作者:让-皮埃尔·德福(Jean-PierreDeffieux)

弗洛伊德事业学派分析师

译者:方露茜

译者按:这是常态精神病的一例经典个案。分析师借由此个案清晰地呈现了拉康70年代提出的圣状理论在常态精神病临床中的运用。如今,常态精神病主体在临床中越来越常见,而它的诊断和干预方向都带有其特殊性,都需要相当精微的判断和操作。在这两个方面,圣状理论都为拉康派的临床工作者提供了一个重要的参考系。原文系让-皮埃尔·德福于年在阿卡雄会谈(laconversationd’arcachon)上做的一个报告,后收录于《阿卡雄会谈:罕见个案/临床中的不可归类》一书。

在弗洛伊德那里,B先生可能会被判定为自恋型神经症。在贝格瑞(Bergeret)那里,他也许会被放进“边缘人格”的范畴。如果他遇到的一位深谙DSM-4的美国精神科医生,他很可能会被诊断成情绪障碍。而一位IPA(国际精神分析协会)的分析师,即使他蔑视结构分类以便不干扰倾听,也大概会把他听成一个癔症病人。

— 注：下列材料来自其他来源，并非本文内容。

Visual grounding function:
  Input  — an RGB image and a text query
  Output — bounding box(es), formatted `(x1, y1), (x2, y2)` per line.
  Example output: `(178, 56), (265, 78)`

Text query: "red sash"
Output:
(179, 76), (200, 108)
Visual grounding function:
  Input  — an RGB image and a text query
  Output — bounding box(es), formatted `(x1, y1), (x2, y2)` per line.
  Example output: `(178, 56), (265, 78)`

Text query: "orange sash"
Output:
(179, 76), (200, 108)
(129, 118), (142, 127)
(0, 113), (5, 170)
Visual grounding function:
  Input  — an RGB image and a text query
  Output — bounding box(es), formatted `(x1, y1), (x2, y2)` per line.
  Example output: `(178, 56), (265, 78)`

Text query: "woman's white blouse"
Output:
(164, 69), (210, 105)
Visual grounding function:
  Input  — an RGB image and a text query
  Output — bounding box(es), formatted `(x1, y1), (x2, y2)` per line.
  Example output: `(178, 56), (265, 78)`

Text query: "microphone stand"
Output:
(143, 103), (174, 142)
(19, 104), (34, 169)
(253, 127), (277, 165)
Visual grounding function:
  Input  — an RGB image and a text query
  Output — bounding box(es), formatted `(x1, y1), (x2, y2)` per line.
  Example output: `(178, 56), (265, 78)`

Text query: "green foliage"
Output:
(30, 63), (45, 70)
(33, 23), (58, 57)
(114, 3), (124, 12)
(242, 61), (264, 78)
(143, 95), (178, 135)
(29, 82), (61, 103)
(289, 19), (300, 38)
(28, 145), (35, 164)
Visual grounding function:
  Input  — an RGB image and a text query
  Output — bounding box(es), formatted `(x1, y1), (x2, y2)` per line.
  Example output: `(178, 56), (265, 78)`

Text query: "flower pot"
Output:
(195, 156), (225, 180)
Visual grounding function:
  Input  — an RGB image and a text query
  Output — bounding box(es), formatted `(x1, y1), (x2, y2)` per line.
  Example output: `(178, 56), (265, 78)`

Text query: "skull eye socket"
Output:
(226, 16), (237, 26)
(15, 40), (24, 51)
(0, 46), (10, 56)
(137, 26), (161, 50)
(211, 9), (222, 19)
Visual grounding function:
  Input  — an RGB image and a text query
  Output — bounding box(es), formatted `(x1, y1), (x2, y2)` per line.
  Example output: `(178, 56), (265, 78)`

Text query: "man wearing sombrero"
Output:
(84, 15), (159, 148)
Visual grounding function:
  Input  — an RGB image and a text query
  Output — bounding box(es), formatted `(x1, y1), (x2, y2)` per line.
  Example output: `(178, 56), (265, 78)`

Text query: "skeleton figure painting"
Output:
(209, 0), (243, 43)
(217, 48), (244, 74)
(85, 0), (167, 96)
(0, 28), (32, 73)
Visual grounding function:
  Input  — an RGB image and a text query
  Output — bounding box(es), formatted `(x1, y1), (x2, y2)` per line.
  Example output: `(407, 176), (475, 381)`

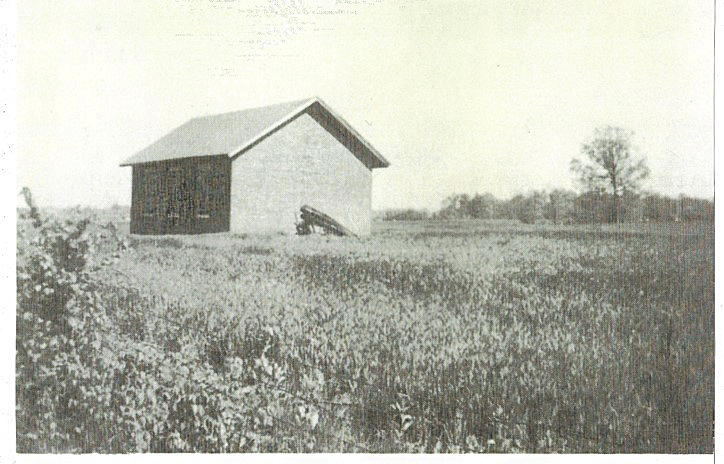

那拉康派分析师会怎么说呢?这取决于他依据的是拉康哪个时期的教学。如果他仅仅参考拉康50年代的教学,也就是父名的临床,我不确定他能找得着北。

为了让这一例个案变得不那么罕见,由此确定他合适的位置,我们应该参照圣状的临床。

许多我们当前无法归类,或者归错类的个案都来自于这个有待我们精研的临床。为这一临床奠定理论基础的是拉康70年代的教学及雅克-阿兰·米勒随后在讲座中提出的理论。

圣状的临床与拉康在50年代提出的神经症-精神病结构区分并不冲突。相反,它让我们能够把一类主体归到精神病的一侧。在此之前,这类主体一直被放进前述的诸种范畴,唯独精神病除外。

但这类主体是否等同于我们所熟知的精神病主体,即偏执狂和精神分裂症呢?抑或是我们应该提出一个新的术语,因为这类主体是如此的不同?假如我们从结构角度出发,从拉康在教学晚期提出的实在-符号-想象三界结的结构出发,那么大可不必新造一个术语。

这些主体虽然没有父名的支撑,但他们找到了某种以圣状扭结三界的方式,因此在一般情况下,甚至终其一生都相当稳定。这些主体真正颠覆了精神病的临床,因为他们摘掉了精神病主体头上缺陷性的帽子,包括能指的缺陷。

但要注意,圣状的临床(cliniquedusympt?me)有别于症状的临床(cliniquedessympt?mes,译者注:用现象层面的单一症状来命名某类现象,比如骗子综合症),后者一直遭到拉康有理有据的驳斥。

相反,能够在临床现象中辨明父名意义上的圣状结区别于其他类型扭结的标准,这是未来精神分析临床中的一个要务。这也同时推翻了不同结构之间地位高低的划分。比起搜寻某个病人不是神经症结构的证据这一做法,努力论证他为何是神经症结构难道不同样合理,甚至更合理吗?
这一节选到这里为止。